«Он [Владислав ХОДАСЕВИЧ. — З. л.] всегда выглядел моложе своих лет благодаря прирожденной сухощавости и подвижности. Андрей Белый в воспоминаниях сравнивает его с гусеницей. Он имеет в виду, пожалуй, цвет лица Ходасевича — зеленоватый, отравленный, нездоровый. Маленькая, костлявая голова и тяжелые очки… если угодно, сходство, скорее, с муравьем. Впрочем, часто, по-юношески оживляясь, он не был лишен своеобразного шарма.
Это было в Лас-Казе, на большом литературном собрании, еще в двадцатых годах: я обратил внимание на очкастого господина, типа вечного русского студента, с неправильным прикусом нижней челюсти… Это оказался Ходасевич, гроза молодых литераторов, нетвердо расставлявших знаки препинания (в первую очередь, Поплавского).
Ходасевич, как я уже упоминал, редко тогда бывал на наших собраниях; он был не в ладах или даже попросту в ссоре с Гиппиус, Адамовичем, Ивановым, Оцупом… Жил обособленно, гордо и обиженно, поддерживая связь, пожалуй, только с Цветаевой.
Молодежь, в общем, его уважала; «Тяжелую лиру» ценили все. Но не любили ни его, ни даже его стихов, в целом. Близкие ему парижские поэты не всегда были самые интересные: Терапиано, Смоленский, Юрий Мандельштам.
О «парижском стиле», норовившем передать всё или, во всяком случае, самое главное втиснуть в любую страницу, в любую строфу, пусть не на месте, но лучше, чем совсем пропустить (ведь самое главное всюду на месте или, вернее, всегда выпирает), — об этой особенности нашей литературы Ходасевич отзывался даже насмешливо. И постоянные разговоры о самом главном, вместе с общим презрением к «литературе», он не совсем понимал и, во всяком случае, порицал.

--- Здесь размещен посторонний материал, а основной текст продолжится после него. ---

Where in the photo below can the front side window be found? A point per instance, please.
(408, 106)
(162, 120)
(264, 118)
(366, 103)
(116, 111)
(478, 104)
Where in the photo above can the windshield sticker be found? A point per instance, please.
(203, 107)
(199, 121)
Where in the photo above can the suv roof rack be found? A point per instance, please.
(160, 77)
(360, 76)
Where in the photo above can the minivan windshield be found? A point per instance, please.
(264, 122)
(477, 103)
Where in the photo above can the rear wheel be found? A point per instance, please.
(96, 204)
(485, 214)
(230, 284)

Мысль его, вероятно, можно было бы свести к следующему…
Если искусство серьезная вещь, преображающая жизнь вроде религии, тогда надо к нему относиться с предельным уважением, холить его и следует забыть навсегда, что оно будто бы «пройдет»! Если же искусство только некая игра, детская комедия (а главное — «та француженка, которая перевязывает чьи-то раны»), тогда нужно к искусству относиться снисходительно, позволяя профессионалам выдумывать, шутить, кувыркаться и не требовать уже здесь всегда «самого главного».
(Рассуждение вполне логичное, но увы, не удовлетворяющее).

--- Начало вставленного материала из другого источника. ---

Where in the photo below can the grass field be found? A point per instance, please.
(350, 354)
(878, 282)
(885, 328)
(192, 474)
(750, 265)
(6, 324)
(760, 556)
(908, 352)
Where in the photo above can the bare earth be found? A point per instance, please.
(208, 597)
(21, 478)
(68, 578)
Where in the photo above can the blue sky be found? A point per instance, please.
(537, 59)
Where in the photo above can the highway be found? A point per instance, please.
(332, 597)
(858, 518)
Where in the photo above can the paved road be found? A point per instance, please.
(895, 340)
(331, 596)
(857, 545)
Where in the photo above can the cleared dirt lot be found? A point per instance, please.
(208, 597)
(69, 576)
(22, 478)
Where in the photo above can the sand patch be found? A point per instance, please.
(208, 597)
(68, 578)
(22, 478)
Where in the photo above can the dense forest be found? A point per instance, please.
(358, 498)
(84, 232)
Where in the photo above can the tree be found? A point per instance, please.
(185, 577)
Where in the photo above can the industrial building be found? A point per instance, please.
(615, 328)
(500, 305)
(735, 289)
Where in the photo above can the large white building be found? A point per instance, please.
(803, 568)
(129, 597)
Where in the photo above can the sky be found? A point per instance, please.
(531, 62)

По словам Ходасевича, мы все ему напоминали одного знакомого, с которым он раз, летом, в жару, поехал на подмосковную дачу. Тот, приятель, все время восторгался тишиной, прохладой, ароматом леса. а
— Ах, какая тишина, ах, какая прелесть! — повторял он без конца, мешая, уничтожая в зародыше эту самую пресловутую тишину.
Вот этот эпизод Ходасевич обязательно вспоминал, когда при нем упоминали о честности или подлинности в литературе — а говорили на такие темы в Париже тогда часто».
Василий Яновский. Из мемуаров «Поля Елисейские».
На фото: В. Ф. Ходасевич. Париж, 1930-е.